The Shadow of the Crescent Moon (Paperback)
Penguin Books, 9780143107866, 240pp.
Publication Date: February 2, 2016
Other Editions of This Title:
Fatima Bhutto’s stunning debut novel chronicles the lives of five young people trying to live and love in a world on fire. Set during the American invasion of Afghanistan, The Shadow of the Crescent Moon begins and ends one rain-swept Friday morning in Mir Ali, a small town in Pakistan’s Tribal Areas close to the Afghan border.
Three brothers meet for breakfast. Soon after, the eldest, Aman Erum, recently returned from America, hails a taxi to the local mosque. Sikandar, a doctor, drives to the hospital where he works, but must first stop to collect his troubled wife, Mina, who has not joined the family that morning. No one knows where Mina goes these days. But when, later in the morning, the two are taken hostage by members of the Taliban, Mina will prove to be stronger than anyone could have imagined.

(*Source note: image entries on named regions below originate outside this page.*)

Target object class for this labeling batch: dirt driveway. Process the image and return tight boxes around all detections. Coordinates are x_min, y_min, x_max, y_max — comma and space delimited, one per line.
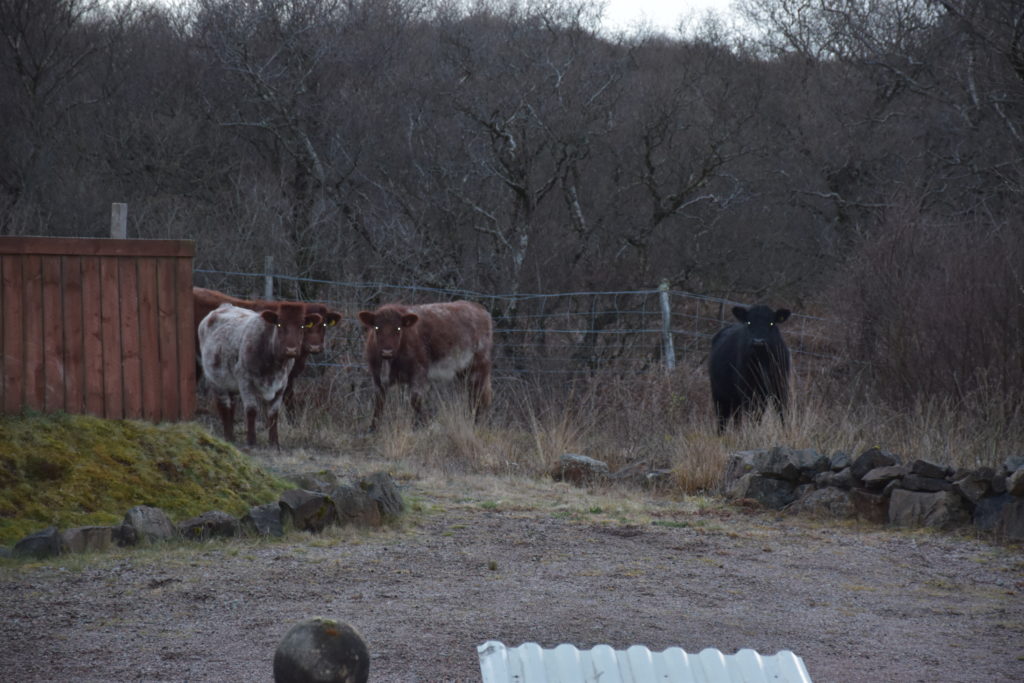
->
0, 462, 1024, 683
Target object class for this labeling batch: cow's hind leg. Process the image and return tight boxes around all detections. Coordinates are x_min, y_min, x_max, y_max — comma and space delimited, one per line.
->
266, 389, 287, 449
214, 393, 234, 442
246, 405, 259, 445
469, 364, 493, 421
715, 398, 739, 434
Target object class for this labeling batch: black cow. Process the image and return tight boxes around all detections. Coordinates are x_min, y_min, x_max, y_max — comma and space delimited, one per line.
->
709, 305, 790, 433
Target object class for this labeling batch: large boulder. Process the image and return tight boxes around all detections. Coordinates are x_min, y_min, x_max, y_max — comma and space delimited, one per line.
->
728, 472, 797, 510
1007, 467, 1024, 498
889, 488, 971, 529
723, 445, 831, 489
850, 488, 889, 524
178, 510, 242, 541
359, 472, 406, 519
12, 526, 60, 559
273, 616, 370, 683
242, 503, 285, 537
786, 486, 856, 519
281, 488, 338, 531
60, 526, 114, 553
850, 446, 901, 480
952, 467, 995, 505
120, 505, 177, 543
331, 484, 382, 526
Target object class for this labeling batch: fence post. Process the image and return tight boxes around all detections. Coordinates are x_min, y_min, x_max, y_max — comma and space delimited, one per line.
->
657, 280, 676, 370
111, 202, 128, 240
263, 254, 273, 301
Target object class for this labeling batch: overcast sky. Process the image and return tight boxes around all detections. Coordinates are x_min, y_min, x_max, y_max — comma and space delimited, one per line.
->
604, 0, 733, 32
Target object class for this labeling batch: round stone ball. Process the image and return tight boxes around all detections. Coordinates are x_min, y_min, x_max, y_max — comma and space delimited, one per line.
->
273, 616, 370, 683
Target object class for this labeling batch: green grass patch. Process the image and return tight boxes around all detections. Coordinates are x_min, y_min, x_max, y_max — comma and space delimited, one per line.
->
0, 414, 292, 545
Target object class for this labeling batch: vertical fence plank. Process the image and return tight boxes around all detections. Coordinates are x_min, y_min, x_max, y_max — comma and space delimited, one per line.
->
118, 257, 142, 420
0, 255, 25, 413
138, 258, 165, 422
82, 256, 106, 417
99, 256, 125, 420
60, 256, 85, 413
175, 258, 196, 420
41, 255, 65, 413
657, 280, 676, 370
111, 202, 128, 240
22, 254, 46, 411
157, 258, 180, 420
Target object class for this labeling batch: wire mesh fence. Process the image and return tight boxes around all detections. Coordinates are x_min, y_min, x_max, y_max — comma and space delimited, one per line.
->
194, 269, 840, 380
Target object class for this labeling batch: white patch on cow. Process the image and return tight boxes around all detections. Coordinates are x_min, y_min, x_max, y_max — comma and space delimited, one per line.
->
427, 348, 473, 382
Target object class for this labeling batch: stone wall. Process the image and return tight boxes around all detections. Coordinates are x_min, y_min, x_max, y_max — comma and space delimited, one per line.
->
723, 446, 1024, 541
0, 472, 404, 558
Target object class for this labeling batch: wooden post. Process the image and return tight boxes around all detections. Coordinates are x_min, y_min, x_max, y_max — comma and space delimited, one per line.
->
657, 280, 676, 371
111, 202, 128, 240
263, 254, 273, 301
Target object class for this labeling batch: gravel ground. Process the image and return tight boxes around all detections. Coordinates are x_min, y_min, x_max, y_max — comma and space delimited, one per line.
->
0, 458, 1024, 683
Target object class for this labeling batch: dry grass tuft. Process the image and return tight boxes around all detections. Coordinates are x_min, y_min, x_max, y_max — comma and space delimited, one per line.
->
276, 352, 1024, 495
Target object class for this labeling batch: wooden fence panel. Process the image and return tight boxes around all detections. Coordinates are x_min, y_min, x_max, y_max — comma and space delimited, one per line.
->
99, 256, 125, 420
0, 237, 196, 421
0, 256, 25, 413
22, 254, 46, 411
138, 258, 164, 422
60, 256, 85, 413
82, 256, 106, 416
40, 257, 65, 413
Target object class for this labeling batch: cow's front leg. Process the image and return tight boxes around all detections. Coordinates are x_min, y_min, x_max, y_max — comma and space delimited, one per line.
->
370, 384, 387, 432
266, 389, 285, 450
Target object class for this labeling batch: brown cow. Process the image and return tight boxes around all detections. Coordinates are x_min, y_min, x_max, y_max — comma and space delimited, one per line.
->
198, 303, 321, 445
193, 287, 341, 415
359, 301, 493, 431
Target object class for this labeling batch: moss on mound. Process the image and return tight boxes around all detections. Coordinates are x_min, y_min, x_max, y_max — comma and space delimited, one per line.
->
0, 414, 290, 545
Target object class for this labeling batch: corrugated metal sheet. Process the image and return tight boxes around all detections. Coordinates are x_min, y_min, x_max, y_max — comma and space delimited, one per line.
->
476, 640, 811, 683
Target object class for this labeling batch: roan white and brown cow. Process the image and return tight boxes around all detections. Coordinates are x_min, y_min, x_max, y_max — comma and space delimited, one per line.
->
198, 303, 321, 445
359, 301, 494, 431
193, 287, 341, 417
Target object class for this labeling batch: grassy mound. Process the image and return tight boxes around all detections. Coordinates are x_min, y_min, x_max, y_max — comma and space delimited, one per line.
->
0, 414, 289, 545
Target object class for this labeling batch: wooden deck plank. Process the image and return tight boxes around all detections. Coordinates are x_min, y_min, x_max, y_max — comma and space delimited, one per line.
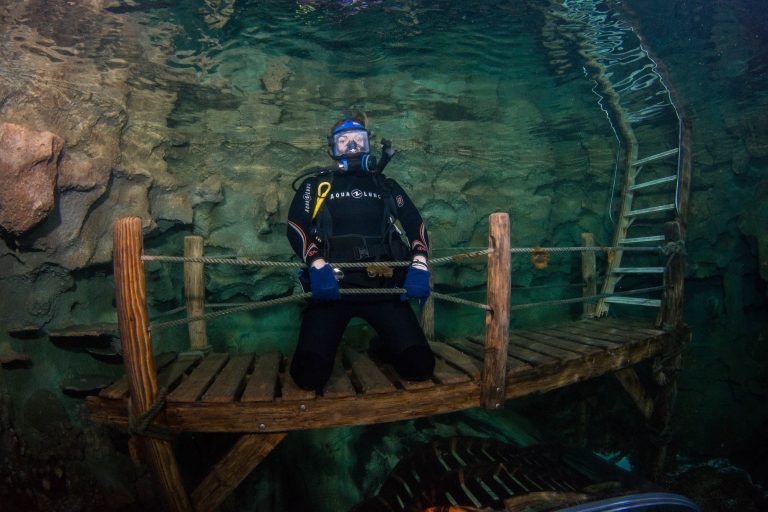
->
86, 324, 681, 432
381, 364, 435, 391
429, 341, 480, 380
240, 352, 283, 402
433, 357, 470, 384
509, 332, 581, 361
89, 381, 480, 433
157, 354, 202, 390
99, 352, 178, 398
323, 354, 357, 398
167, 352, 229, 402
581, 318, 664, 338
280, 354, 317, 402
537, 325, 621, 350
570, 322, 648, 344
201, 354, 254, 402
516, 330, 605, 354
466, 336, 531, 371
507, 334, 560, 367
344, 347, 396, 394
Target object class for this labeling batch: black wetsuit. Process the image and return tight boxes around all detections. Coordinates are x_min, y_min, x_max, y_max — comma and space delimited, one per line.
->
288, 172, 434, 389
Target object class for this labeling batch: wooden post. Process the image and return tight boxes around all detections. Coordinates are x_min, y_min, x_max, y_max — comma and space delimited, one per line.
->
113, 217, 191, 512
421, 231, 435, 341
192, 432, 286, 512
581, 233, 597, 318
656, 222, 685, 329
184, 236, 210, 351
480, 213, 512, 409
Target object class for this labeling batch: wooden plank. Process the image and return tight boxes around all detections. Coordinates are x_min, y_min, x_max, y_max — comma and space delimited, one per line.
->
157, 354, 202, 389
86, 333, 676, 432
280, 355, 316, 406
381, 364, 435, 391
167, 353, 229, 402
240, 352, 283, 402
466, 336, 531, 373
323, 354, 357, 398
560, 322, 647, 345
86, 328, 672, 432
535, 324, 621, 349
434, 357, 470, 384
112, 217, 192, 512
429, 342, 480, 380
89, 381, 480, 433
581, 233, 597, 317
517, 331, 603, 354
192, 433, 286, 512
509, 332, 581, 361
589, 318, 664, 338
184, 235, 208, 350
201, 354, 254, 402
480, 213, 512, 409
99, 352, 177, 399
344, 347, 397, 394
509, 331, 560, 367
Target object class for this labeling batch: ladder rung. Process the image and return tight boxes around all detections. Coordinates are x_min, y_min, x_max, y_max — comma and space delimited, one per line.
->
629, 175, 677, 190
632, 148, 680, 166
627, 204, 675, 217
613, 267, 664, 274
605, 297, 661, 308
621, 235, 664, 244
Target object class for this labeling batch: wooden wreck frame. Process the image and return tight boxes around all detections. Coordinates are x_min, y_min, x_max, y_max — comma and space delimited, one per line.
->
88, 200, 687, 511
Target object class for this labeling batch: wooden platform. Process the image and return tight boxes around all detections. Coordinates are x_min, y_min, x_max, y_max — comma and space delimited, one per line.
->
88, 319, 675, 433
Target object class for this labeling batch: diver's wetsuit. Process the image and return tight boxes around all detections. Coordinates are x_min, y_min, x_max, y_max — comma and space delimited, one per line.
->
288, 172, 435, 390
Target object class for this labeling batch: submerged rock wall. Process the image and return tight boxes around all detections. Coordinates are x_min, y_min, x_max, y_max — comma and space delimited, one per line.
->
0, 0, 768, 503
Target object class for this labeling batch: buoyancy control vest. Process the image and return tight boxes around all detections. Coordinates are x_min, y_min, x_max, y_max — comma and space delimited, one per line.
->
312, 172, 411, 288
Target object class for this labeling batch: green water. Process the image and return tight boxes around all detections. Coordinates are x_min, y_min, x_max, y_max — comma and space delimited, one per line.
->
0, 0, 768, 511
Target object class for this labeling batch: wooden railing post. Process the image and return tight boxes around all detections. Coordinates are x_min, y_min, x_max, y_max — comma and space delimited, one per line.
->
184, 236, 209, 351
656, 221, 685, 328
480, 213, 512, 409
113, 217, 191, 512
421, 231, 435, 341
581, 233, 597, 318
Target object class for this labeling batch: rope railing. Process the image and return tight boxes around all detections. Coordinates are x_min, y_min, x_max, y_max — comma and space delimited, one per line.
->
141, 241, 684, 268
151, 288, 491, 331
141, 238, 684, 330
141, 249, 491, 268
509, 286, 666, 311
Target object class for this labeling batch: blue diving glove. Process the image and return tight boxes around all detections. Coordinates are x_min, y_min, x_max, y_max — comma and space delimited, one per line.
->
400, 264, 429, 301
309, 264, 341, 300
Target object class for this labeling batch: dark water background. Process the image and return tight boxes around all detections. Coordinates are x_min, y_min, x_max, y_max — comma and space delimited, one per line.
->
0, 0, 768, 511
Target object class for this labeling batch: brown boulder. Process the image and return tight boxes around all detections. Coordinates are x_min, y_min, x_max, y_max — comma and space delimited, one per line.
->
0, 123, 64, 236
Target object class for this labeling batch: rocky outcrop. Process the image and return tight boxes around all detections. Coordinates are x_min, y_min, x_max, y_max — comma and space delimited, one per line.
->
0, 123, 64, 236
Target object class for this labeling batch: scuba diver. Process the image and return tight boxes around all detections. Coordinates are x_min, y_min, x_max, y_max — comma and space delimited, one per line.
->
287, 114, 435, 392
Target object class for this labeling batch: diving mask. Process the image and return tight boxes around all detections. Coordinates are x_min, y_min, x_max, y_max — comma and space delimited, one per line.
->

The youngest of the three leaves for town on a motorbike. An idealist, Hayat holds strong to his deathbed promise to their father—to free Mir Ali from oppressors. Seated behind him is a beautiful, fragile girl whose life and thoughts are overwhelmed by the war that has enveloped the place of her birth.
Three hours later their day will end in devastating circumstances.
In this beautifully observed novel, individuals are pushed to make terrible choices. And as the events of this single morning unfold, a family and a country are forever changed.
“Brilliant . . . vivid . . . Anyone curious about this remote frontier region can experience its touch and feel, even its taste, through Bhutto’s portraits of its daily life.” —The New York Times Book Review
About the Author
Praise For The Shadow of the Crescent Moon: A Novel…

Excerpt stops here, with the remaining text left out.